Wednesday, February 03, 2010

Imbolc 2010

It snowed several inches last night, but today's sun, and temperatures in the low 40s, melted much of it. An almost perfect day for astrological Imbolc. I slept in and did conference calls and answered emails and read cases from home, my snug little cottage in the Potomac watershed. I'd gone out last night and hung suet and peanuts and sunflowers from my euonymus bush, so that the birds could calorie-up before being snowed in. I needn't have worried. I was able to go out on the deck this morning without slipping and pour sunflower seeds on a cleared-off surface for the birds.

And, after the conference calls, I decided to set my altar up outside, albeit that I have a lovely, cozy room set aside in my cottage for ritual. It was sunny and the snow was melting and I figured that, with a sweater and a shawl, I could be comfortable outside for the better part of an hour. My wonderful circle of amazing women did our Imbolc celebration over the weekend, with the full Moon, but this afternoon was just for me, the Witch of this Place, as I announce myself before calling the Quarters and beginning to do the work of a priestess who helps to turn the wheel. I did what witches do and I called to Brigid the Bright and, as I always do on Imbolc, I started my datura seedlings. Datura's poison; don't handle it w/o gloves or some other barrier and always wash your hands afterwards. But the flowers are pure white, and they smell of lemon drenched in vanilla, and, in the late summer, they open in the moonlight. The seeds take a long time to germinate; you plant them and water them and give them light and then you always think: this batch is a dud; they're not going to germinate, nothing wic here. And, then, long after you've given up, the first green sprouts appear.

I did what I do in circle and I charged the tiny peat pots and the lovely little seeds and I planted the seeds in the peat pots and charged the whole thing and then I looked up. On the deck, were about a dozen birds of all sorts, including both the cardinal and the blue jay, who never show up together. They didn't mind me and they didn't mind my iPhone playing music and they didn't mind the pinon incense and they didn't mind the 7 different candles burning. They were just there to help to turn the wheel because, well, because the wheel needs turning and they live here, too.

May Spring begin in your heart and move outwards from there into the world. May the beautiful poison thing in you bloom and perfume the world. May all the winged dragons of your special place attend you. May you become the priestess of your own bit of Earth.

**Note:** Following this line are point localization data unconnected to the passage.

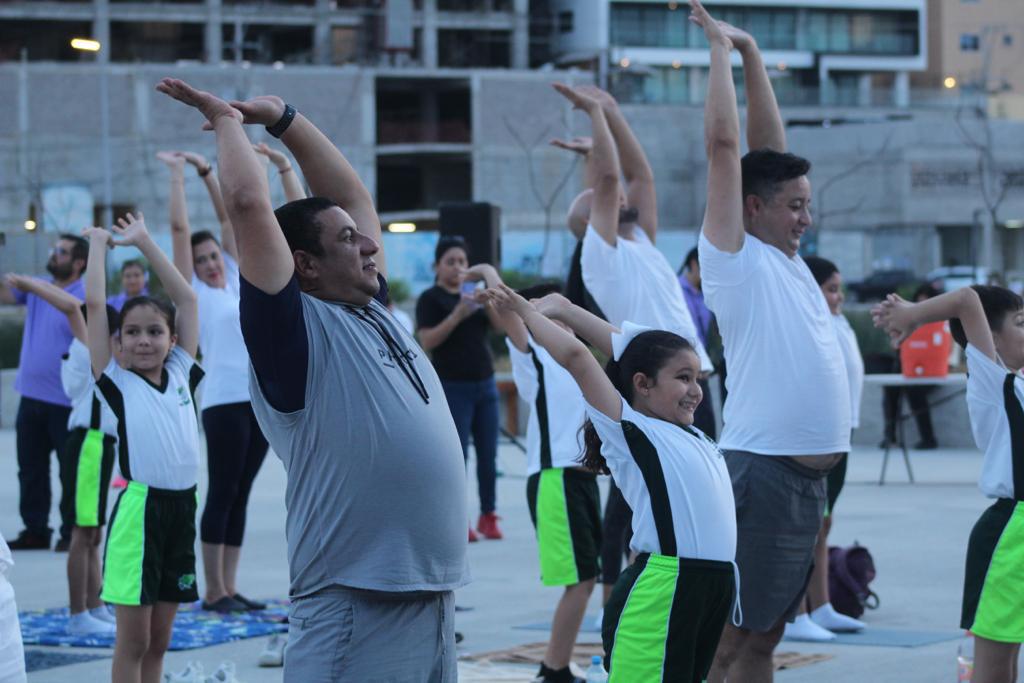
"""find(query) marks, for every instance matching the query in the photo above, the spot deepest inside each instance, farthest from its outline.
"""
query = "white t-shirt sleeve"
(598, 257)
(720, 268)
(181, 363)
(76, 371)
(523, 373)
(613, 445)
(985, 378)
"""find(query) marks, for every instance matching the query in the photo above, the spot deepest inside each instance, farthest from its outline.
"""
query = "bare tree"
(976, 129)
(823, 213)
(544, 195)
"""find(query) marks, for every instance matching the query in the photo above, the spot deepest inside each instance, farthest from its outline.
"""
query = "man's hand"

This is my will. So mote it be.

Photos by the author. If you copy, please link back.


greekwitch said...

Beautiful post and beautiful way to celebrate. Yesterday i could n't celebrate much(except of a milky potato soup i made as a festive dinner). You inspired me to do this tonight.
Thank you!
~Blessed Imbolc-

Anonymous said...

Lovely. I hope your new trees are doing ok with all the snow.


rt said...

What a beautiful post. It is the best way to start the growing season, even as the growing is out of sight, so far.

This touched me - "May the beautiful poison thing in you bloom and perfume the world." I have been feeling not-right lately, but this is a good saying to reexamine those assumptions, to invert my vision. Thank you.

Emme Toaye said...

Thanks for the informative blog and loved the pictures of your treasured pieces for the celebration. The snow pictures are just like I like picture form...for me anyway. I just don't do well in the colder temps, not tuff 'nuff I guess.

Teacats said...

Lovely! Had not heard of datura -- what a fascinating plant! Milk to the garden and annoited the threshold -- and then light the white candles to Herself. Gray days here in Dallas -- most unusual! Thanks for sharing!

Jan at Rosemary Cottage

pluky said...

Poison? Depends on the dosage. Of the many tropane alkaloids found in Datura specifics, modern medicine has found atropine very uteful. However, its eponym indicates the caution with which it must be used -- Atropos, she who cuts the thread of fate.